Much like last year we quickly realized that at the end of the match when the power shuts off any robot not locked into place will come tumbling back down. Last year we used a ratchet but this year is a little bit different since what ever we use to lift the robot will have to go in both directions “up and down”. One thing we noticed on robots in previous years were small brake disk from bicycles. My question to you guys is how you would keep the disk brake closed even when the power turns off. Thanks in advance!

Pneumatic solenoids have an “off” position, so having the robot off default to a locked brake would yield the results you’re looking for.

pneumatic cylinder.

If you power it with pneumatics, this is pretty simple. Double acting solenoids will always hold the last commanded position regardless of power. Single acting solenoids will return to a given position when power is removed.

One way would be with an pneumatic cylinder that set the brake when the solenoid is de-energized. Disable De-energizes all solenoids.

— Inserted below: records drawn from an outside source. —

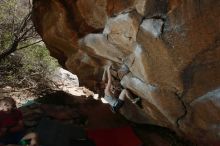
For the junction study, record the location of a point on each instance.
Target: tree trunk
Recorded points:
(10, 50)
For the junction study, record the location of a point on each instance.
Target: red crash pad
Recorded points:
(114, 137)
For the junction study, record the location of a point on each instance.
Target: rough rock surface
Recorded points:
(171, 48)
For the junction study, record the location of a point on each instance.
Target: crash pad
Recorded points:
(123, 136)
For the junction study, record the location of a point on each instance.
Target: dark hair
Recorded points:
(10, 100)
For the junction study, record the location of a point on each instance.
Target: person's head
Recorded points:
(7, 104)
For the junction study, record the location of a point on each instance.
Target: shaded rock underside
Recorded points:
(171, 48)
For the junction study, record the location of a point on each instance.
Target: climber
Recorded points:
(112, 92)
(11, 125)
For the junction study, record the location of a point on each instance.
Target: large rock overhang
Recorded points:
(171, 48)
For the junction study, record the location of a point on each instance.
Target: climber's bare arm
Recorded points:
(104, 76)
(108, 86)
(126, 93)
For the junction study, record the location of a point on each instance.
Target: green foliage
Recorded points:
(27, 67)
(37, 58)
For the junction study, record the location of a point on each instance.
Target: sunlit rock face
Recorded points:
(171, 48)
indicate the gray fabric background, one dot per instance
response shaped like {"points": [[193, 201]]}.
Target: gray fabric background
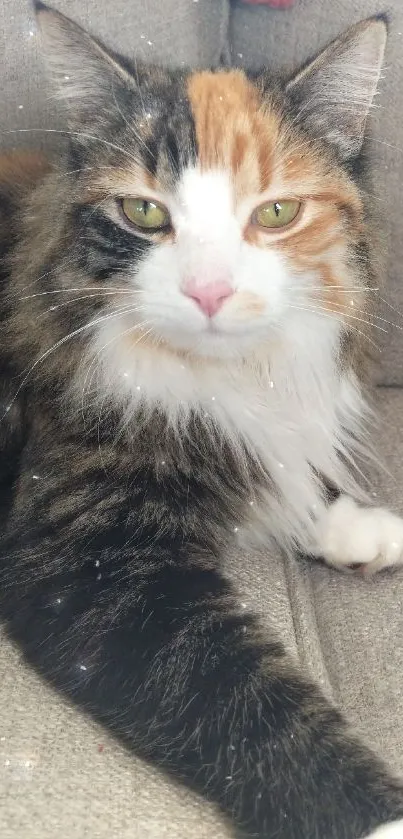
{"points": [[54, 779]]}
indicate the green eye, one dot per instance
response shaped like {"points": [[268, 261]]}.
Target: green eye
{"points": [[146, 214], [277, 214]]}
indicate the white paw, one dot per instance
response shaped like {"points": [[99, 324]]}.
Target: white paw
{"points": [[350, 535], [394, 830]]}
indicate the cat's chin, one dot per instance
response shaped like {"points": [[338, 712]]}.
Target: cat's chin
{"points": [[213, 344]]}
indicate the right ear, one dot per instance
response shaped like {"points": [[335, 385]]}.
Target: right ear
{"points": [[87, 76]]}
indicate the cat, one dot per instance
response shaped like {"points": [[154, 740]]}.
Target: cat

I would think that a single acting cylinder, tension with a spring. when the match starts, push air into the cylinder, pushing against the spring, and play the game. When the match ends, the air can vent, and the spring closes the cylinder, gripping the brake lever and braking. or you could just use the air cylinder and not vent, when the match ends, the air will not change, and the brake will be active. Hope that makes sense!

I would challenge the assertion that it has to go both up and down. It is entirely possible (and I think many teams will do it) to have a system that only requires travel in one direction, making a ratchet perfectly valid.

Springloaded Pneumatic Piston

We had a disk brake in one iteration of our 2015 robot, I believe it was controlled with a spring loaded pneumatic piston, the piston was spring loaded so that the disk brake was engaged without air. That did not make it to the final version. for rotational motion I personally prefer the beach bots (330) method of using a giant sprocket ratio and use a van door moter that has a worm gear and can’t backdrive, but both options defiantly work.

These all seem like great ideas but it is for a problem that doesn’t have to exist unless you plan to go higher than 13-15 inches up. In Table 4-1 of the Match Play Section in the rules, the robots bumpers have to be above the 12 inch mark at T=0. This means, unlike 2017 and 2016, the robot is allowed to fall beneath the line after the end of the match. Now I understand the desire to not want to continuously drive the mechanism until the end of the match and have it fall however high your robot climbs (especially if it has other robots on it). Depending on the strategy, you may not have to have a design that locks it at all.